30.5.2023   

NL

Publicatieblad van de Europese Unie

C 189/35


Beroep ingesteld op 13 maart 2023 — Swenters/Commissie

(Zaak T-142/23)

(2023/C 189/46)

Procestaal: Nederlands

Partijen

Verzoekende partij: Ivo Swenters (Hasselt, België) (vertegenwoordiger: J. Coninx, advocaat)

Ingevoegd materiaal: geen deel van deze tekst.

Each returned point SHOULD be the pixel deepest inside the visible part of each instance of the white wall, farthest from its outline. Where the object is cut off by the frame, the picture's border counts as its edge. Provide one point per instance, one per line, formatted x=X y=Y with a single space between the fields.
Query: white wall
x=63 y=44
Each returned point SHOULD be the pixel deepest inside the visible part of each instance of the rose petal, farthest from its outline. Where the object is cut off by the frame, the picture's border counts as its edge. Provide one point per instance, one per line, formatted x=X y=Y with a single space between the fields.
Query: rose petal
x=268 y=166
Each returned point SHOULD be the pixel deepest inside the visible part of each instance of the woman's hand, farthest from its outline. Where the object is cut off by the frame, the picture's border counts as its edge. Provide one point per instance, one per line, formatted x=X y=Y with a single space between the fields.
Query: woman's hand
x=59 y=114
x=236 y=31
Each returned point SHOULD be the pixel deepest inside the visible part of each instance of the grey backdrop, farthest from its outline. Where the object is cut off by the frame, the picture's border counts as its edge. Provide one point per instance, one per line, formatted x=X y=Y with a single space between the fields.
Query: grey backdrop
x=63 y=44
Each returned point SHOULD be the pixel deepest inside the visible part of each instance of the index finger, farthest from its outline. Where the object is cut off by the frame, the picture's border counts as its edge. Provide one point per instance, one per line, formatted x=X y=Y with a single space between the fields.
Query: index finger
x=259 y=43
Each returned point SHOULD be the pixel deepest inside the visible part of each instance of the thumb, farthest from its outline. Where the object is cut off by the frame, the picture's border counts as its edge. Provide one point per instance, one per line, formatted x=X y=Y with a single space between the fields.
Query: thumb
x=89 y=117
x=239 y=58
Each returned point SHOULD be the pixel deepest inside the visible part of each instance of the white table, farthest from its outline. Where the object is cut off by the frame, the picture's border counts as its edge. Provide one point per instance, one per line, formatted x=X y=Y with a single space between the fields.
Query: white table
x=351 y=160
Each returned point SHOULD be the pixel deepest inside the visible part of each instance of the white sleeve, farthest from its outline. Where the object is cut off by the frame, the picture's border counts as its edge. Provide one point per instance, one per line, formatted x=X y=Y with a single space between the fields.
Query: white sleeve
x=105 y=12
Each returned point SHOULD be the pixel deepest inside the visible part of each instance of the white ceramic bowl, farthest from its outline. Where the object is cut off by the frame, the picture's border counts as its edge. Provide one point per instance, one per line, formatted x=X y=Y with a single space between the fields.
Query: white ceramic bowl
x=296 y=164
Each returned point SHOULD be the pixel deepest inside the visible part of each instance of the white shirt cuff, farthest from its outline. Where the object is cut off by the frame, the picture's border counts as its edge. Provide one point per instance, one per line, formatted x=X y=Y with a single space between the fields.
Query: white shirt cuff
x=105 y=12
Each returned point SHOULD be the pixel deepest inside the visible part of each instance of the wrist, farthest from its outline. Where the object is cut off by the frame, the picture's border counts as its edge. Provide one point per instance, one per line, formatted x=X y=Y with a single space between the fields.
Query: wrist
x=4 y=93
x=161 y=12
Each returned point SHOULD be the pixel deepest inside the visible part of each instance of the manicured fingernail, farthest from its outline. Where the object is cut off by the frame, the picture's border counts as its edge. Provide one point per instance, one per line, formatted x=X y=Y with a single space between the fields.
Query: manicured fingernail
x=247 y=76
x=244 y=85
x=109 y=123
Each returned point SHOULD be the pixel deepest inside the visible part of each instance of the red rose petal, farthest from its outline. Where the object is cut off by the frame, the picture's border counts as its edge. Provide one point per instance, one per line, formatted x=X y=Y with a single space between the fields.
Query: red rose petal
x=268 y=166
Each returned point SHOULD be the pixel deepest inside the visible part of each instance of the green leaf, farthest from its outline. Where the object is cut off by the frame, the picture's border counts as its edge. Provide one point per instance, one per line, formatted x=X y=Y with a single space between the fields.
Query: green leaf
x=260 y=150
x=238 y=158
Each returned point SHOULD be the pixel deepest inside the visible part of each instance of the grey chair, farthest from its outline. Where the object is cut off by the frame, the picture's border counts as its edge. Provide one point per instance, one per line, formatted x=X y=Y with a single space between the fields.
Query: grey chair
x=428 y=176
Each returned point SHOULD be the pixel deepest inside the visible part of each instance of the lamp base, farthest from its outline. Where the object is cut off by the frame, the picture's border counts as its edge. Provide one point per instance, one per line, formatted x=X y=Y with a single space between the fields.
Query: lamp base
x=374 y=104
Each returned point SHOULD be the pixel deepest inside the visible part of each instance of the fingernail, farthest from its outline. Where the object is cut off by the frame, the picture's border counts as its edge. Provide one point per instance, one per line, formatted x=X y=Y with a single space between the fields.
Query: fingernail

Verwerende partij: Europese Commissie

Conclusies

De verzoekende partij verzoekt het Gerecht:

het verzoekschrift ontvankelijk en gegrond naar vorm en inhoud te verklaren;

dienvolgens de bestreden beslissing nietig te verklaren;

de Commissie te verwijzen in de kosten.

Middelen en voornaamste argumenten

Ter ondersteuning van zijn beroep tegen het besluit van de Commissie van 13 januari 2023 houdende afwijzing van zijn klacht inzake inbreuken op artikel 101 VWEU en artikel 102 VWEU die zouden zijn begaan door SCR-Sibelco NV, Cimenteries C.B.R. Cementbedrijven NV, Grintbedrijf SBS NV, Kiezelgroeve Varenberg NV, Dragages Graviers et Travaux (Dragratra) NV, Sibelco Nederland BV, Van Nieuwpoort Groep BV, Heidelbergcement AG en Hülskens Holding GmbH & Co (Zaak AT.40683 — Belgisch zand) voert verzoeker twee middelen aan.

1.

Eerste middel: de Commissie heeft haar onderzoeks- en motiveringsplicht geschonden

De Commissie heeft haar verplichting geschonden om de door verzoeker aangehaalde omstandigheden en overeenkomsten zorgvuldig te onderzoeken, ondanks de aanwezigheid van hardcore mededingingsbeperkingen. De door verzoeker aangehaalde argumenten zijn zonder enig onderzoek verworpen en de Commissie beperkt zich in het bestreden besluit tot summiere en oppervlakkige vaststellingen.

2.

Tweede middel: de Commissie heeft het belang van de Unie onjuist beoordeeld

De Commissie heeft zich ten onrechte op het standpunt gesteld dat de door verzoeker aangehaalde inbreuken beperkt lijken te zijn tot één lidstaat, en heeft daardoor de internationale reikwijdte van de feiten miskend. De Commissie heeft ook geen rekening gehouden met de duurtijd van de inbreuken en zij heeft ten onrechte de conclusie getrokken dat de nationale rechterlijke instanties en autoriteiten goed geplaatst zijn om de door verzoeker aangehaalde mededingingsverstorende praktijken te beoordelen.